Java Forum / General / April 2006
concurrent 1.5
Homer - 03 Apr 2006 21:24 GMT Hi All,
I am trying to write a multi-thread code to read a directory and move all files to another directory (well and some other stuff but lets talk about the core part). What I am trying to do is:
1- Read the directory. 2- Create Threads for moving each file. 3- Thread will put the file name somewhere so other thread wont try to move the same file. 4- Limit number of the threads to 10 but don't kill/create threads when they are done (recycle).
Is concurrent package is good for doing something like that or I better write my own?

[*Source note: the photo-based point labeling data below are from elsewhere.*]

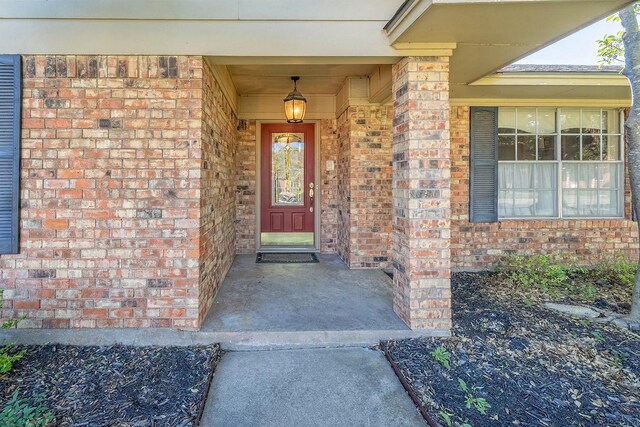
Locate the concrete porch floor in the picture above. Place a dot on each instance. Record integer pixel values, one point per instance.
(304, 305)
(325, 296)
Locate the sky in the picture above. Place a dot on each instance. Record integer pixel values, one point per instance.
(577, 49)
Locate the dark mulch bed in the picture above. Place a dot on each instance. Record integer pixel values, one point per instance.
(533, 366)
(116, 385)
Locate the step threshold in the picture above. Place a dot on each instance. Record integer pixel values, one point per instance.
(229, 340)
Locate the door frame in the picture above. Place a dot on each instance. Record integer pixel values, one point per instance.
(317, 203)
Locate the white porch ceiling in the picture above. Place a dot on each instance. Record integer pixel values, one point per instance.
(275, 79)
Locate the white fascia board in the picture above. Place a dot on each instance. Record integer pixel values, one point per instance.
(317, 10)
(209, 38)
(540, 102)
(552, 79)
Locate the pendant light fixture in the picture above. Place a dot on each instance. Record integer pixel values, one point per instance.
(295, 104)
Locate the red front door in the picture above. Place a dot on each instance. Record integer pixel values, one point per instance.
(287, 181)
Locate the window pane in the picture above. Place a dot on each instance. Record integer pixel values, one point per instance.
(527, 120)
(591, 121)
(524, 202)
(607, 176)
(570, 121)
(570, 147)
(506, 120)
(587, 202)
(527, 190)
(506, 147)
(609, 203)
(610, 121)
(610, 147)
(505, 204)
(287, 169)
(590, 147)
(590, 190)
(545, 203)
(545, 176)
(526, 147)
(547, 147)
(570, 202)
(587, 177)
(546, 120)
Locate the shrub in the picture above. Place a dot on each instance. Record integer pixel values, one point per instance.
(547, 273)
(616, 271)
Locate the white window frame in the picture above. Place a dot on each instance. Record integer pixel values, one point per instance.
(559, 162)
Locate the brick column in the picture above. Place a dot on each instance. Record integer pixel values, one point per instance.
(422, 193)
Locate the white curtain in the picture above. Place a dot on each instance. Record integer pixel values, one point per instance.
(527, 189)
(590, 189)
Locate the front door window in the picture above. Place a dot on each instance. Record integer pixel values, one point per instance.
(287, 169)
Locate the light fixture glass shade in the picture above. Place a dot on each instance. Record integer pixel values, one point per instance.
(295, 105)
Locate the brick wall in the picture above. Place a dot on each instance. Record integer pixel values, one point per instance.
(364, 185)
(110, 193)
(329, 186)
(422, 193)
(478, 245)
(343, 187)
(218, 190)
(246, 188)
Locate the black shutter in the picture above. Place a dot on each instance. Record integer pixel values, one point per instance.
(484, 164)
(10, 100)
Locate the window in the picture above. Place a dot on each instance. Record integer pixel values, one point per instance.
(559, 162)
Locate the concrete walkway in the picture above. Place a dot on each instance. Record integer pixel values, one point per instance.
(319, 387)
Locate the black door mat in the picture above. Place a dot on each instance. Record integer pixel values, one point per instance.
(287, 258)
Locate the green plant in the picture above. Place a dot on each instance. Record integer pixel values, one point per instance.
(547, 273)
(20, 412)
(616, 270)
(479, 403)
(598, 336)
(446, 417)
(7, 358)
(9, 323)
(442, 356)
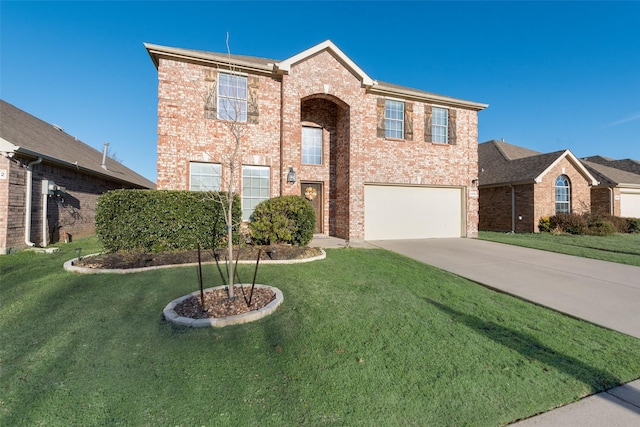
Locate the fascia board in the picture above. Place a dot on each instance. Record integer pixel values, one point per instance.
(156, 52)
(285, 66)
(575, 162)
(63, 163)
(6, 146)
(426, 97)
(507, 184)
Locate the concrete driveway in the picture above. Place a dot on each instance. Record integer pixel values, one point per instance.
(601, 292)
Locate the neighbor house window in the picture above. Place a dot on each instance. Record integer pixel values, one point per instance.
(311, 146)
(204, 176)
(394, 119)
(256, 183)
(439, 125)
(232, 97)
(563, 195)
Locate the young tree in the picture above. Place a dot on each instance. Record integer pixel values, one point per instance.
(223, 101)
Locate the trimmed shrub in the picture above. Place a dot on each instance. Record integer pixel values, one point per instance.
(157, 221)
(600, 226)
(544, 225)
(569, 223)
(633, 225)
(284, 219)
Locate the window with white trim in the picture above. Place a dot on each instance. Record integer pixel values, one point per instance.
(232, 97)
(256, 185)
(204, 176)
(563, 195)
(311, 145)
(440, 125)
(394, 119)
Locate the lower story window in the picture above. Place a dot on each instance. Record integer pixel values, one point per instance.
(204, 176)
(256, 184)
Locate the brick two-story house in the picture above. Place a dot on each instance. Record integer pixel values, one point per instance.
(377, 160)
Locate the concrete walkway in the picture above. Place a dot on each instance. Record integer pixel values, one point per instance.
(604, 293)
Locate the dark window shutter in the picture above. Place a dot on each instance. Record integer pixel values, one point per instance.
(380, 108)
(253, 84)
(211, 96)
(452, 127)
(427, 124)
(408, 121)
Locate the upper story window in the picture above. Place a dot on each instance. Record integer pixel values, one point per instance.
(204, 176)
(394, 119)
(232, 97)
(311, 146)
(440, 125)
(563, 195)
(256, 184)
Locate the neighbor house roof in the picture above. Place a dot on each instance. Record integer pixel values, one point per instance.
(500, 163)
(611, 176)
(26, 135)
(271, 66)
(629, 165)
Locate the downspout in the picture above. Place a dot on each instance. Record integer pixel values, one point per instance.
(281, 175)
(27, 210)
(513, 208)
(611, 201)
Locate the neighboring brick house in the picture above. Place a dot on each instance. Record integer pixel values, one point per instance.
(33, 152)
(618, 191)
(519, 186)
(379, 161)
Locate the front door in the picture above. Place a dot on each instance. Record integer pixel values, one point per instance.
(312, 191)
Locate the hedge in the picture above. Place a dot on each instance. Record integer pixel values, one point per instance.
(284, 219)
(590, 224)
(156, 221)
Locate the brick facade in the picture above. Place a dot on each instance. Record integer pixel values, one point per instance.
(532, 201)
(319, 91)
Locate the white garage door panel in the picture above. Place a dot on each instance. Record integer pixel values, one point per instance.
(630, 204)
(396, 212)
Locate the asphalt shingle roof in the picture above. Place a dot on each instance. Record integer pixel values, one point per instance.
(608, 175)
(37, 137)
(502, 163)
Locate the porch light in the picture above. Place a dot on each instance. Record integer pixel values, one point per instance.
(291, 176)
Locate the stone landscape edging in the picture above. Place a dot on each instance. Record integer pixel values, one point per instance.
(170, 314)
(68, 266)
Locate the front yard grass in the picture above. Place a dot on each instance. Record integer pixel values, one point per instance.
(620, 248)
(365, 337)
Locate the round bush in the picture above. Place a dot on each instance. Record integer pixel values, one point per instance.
(284, 219)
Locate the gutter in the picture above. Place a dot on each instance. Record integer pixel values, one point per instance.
(513, 208)
(27, 210)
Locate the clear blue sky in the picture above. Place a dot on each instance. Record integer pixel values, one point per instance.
(556, 75)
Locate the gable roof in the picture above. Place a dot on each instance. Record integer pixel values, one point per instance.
(612, 177)
(21, 133)
(500, 163)
(275, 67)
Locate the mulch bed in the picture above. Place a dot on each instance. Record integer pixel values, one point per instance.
(217, 303)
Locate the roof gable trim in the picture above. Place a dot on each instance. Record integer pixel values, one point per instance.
(575, 162)
(328, 45)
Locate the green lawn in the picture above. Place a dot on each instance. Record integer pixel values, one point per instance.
(365, 337)
(620, 248)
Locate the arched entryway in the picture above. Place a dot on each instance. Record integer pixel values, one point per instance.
(325, 160)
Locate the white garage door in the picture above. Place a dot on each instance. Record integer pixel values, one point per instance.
(630, 203)
(399, 212)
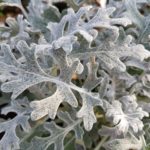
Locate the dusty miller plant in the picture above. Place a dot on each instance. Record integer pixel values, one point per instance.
(78, 78)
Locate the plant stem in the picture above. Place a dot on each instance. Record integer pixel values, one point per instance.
(101, 143)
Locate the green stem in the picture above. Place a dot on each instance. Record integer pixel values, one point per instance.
(101, 143)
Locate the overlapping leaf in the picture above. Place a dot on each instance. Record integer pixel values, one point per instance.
(57, 133)
(10, 139)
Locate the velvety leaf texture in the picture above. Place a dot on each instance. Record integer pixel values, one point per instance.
(75, 74)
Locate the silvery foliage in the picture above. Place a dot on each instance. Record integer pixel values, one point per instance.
(42, 51)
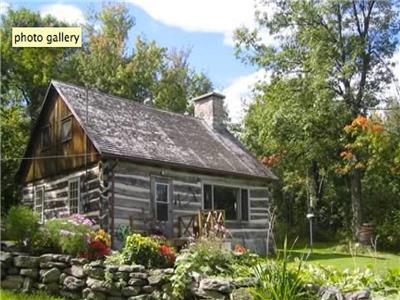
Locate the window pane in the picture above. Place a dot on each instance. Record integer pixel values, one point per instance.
(162, 193)
(46, 137)
(162, 211)
(73, 196)
(225, 198)
(66, 132)
(207, 197)
(245, 205)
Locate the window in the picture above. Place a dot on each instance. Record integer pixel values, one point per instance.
(225, 198)
(39, 202)
(66, 129)
(73, 196)
(162, 201)
(245, 204)
(45, 137)
(207, 196)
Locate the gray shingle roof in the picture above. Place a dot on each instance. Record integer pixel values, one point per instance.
(125, 128)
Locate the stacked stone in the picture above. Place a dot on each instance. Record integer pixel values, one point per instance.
(131, 282)
(77, 278)
(217, 288)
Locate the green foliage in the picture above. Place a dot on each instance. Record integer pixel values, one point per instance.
(14, 133)
(69, 237)
(22, 225)
(388, 231)
(123, 232)
(384, 284)
(209, 257)
(328, 65)
(148, 251)
(11, 295)
(115, 258)
(278, 280)
(26, 72)
(149, 71)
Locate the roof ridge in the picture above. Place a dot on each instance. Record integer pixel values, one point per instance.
(129, 101)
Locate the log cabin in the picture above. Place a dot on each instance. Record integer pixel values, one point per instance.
(122, 163)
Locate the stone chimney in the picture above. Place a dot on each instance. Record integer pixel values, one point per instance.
(210, 107)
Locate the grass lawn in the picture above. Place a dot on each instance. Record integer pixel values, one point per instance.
(9, 295)
(329, 255)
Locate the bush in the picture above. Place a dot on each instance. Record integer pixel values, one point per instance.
(148, 251)
(71, 235)
(99, 245)
(276, 280)
(22, 225)
(389, 237)
(206, 256)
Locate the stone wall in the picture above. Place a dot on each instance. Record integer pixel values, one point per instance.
(77, 278)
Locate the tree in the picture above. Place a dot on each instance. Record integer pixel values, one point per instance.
(342, 47)
(26, 72)
(149, 71)
(14, 134)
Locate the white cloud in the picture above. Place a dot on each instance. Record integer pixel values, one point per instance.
(395, 87)
(239, 93)
(217, 16)
(4, 6)
(64, 12)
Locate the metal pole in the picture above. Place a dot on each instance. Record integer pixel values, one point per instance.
(311, 235)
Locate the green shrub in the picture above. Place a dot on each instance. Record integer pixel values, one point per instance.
(115, 258)
(141, 250)
(68, 236)
(22, 224)
(277, 280)
(389, 237)
(206, 256)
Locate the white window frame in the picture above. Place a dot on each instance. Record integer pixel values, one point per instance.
(78, 197)
(248, 205)
(156, 202)
(35, 206)
(238, 200)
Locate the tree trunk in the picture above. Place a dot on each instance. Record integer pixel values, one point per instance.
(356, 201)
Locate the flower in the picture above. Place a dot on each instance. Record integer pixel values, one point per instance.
(240, 249)
(168, 253)
(79, 219)
(66, 233)
(103, 236)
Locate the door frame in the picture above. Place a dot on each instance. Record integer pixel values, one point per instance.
(168, 225)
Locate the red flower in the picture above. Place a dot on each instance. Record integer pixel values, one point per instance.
(97, 248)
(168, 253)
(240, 249)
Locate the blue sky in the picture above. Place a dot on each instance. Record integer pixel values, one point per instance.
(203, 26)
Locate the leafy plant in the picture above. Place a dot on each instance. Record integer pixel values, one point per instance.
(123, 232)
(115, 258)
(71, 235)
(22, 225)
(276, 280)
(148, 251)
(206, 256)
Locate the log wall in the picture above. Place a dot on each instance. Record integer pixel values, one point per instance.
(134, 185)
(56, 193)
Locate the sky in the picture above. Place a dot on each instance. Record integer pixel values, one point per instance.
(206, 27)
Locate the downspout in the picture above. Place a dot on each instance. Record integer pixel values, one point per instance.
(113, 202)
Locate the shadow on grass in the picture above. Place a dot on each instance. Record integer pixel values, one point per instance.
(324, 256)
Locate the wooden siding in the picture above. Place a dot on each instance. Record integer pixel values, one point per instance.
(50, 161)
(56, 193)
(133, 198)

Any example, class, point to start?
Thanks in advance,
Homer
Remon van Vliet - 03 Apr 2006 21:50 GMT > Hi All, > [quoted text clipped - 17 lines] > > Homer I cant really think of a good reason to do this with more than 1 "move my files" thread. Why do you require 10? It certainly wont speed up the process. Anyway, if you insist on this simply have all your move threads grab filenames of a single blocking queue filled by your "main" thread (in other words, fill it with the results from reading the directory). This will ensure they wont start moving a file twice or skip files. The java.util.concurrent package provides some utility classes for thread concurrency but it's not directly related to the solution for your problem.
Remon van Vliet
Matt Humphrey - 04 Apr 2006 13:59 GMT >> Hi All, >> [quoted text clipped - 21 lines] > files" thread. Why do you require 10? It certainly wont speed up the > process. I'm curious on what you're basing this assertion. Even though the operation is disk-bound, it seems to me that giving the disk scheduler multiple requests may reduce latency and maintain saturation.
Cheers,
Matt Humphrey matth@ivizNOSPAM.com http://www.iviz.com/
Alex Hunsley - 04 Apr 2006 14:27 GMT >>> Hi All, >>> [quoted text clipped - 25 lines] > is disk-bound, it seems to me that giving the disk scheduler multiple > requests may reduce latency and maintain saturation. It may reduce latency, but you may end up with more seeks, and each seek resulting in a small amount of bytes being accessed. It all of course depends on what optimisations are happening unseen in your particular system... I see what you're getting at though. But even with that in mind, 10 threads wouldn't be helping much. 2 threads perhaps (if > 1 were beneficial). I personally think 1 thread is best though, unless you have particular knowledge about what is going on with disks etc...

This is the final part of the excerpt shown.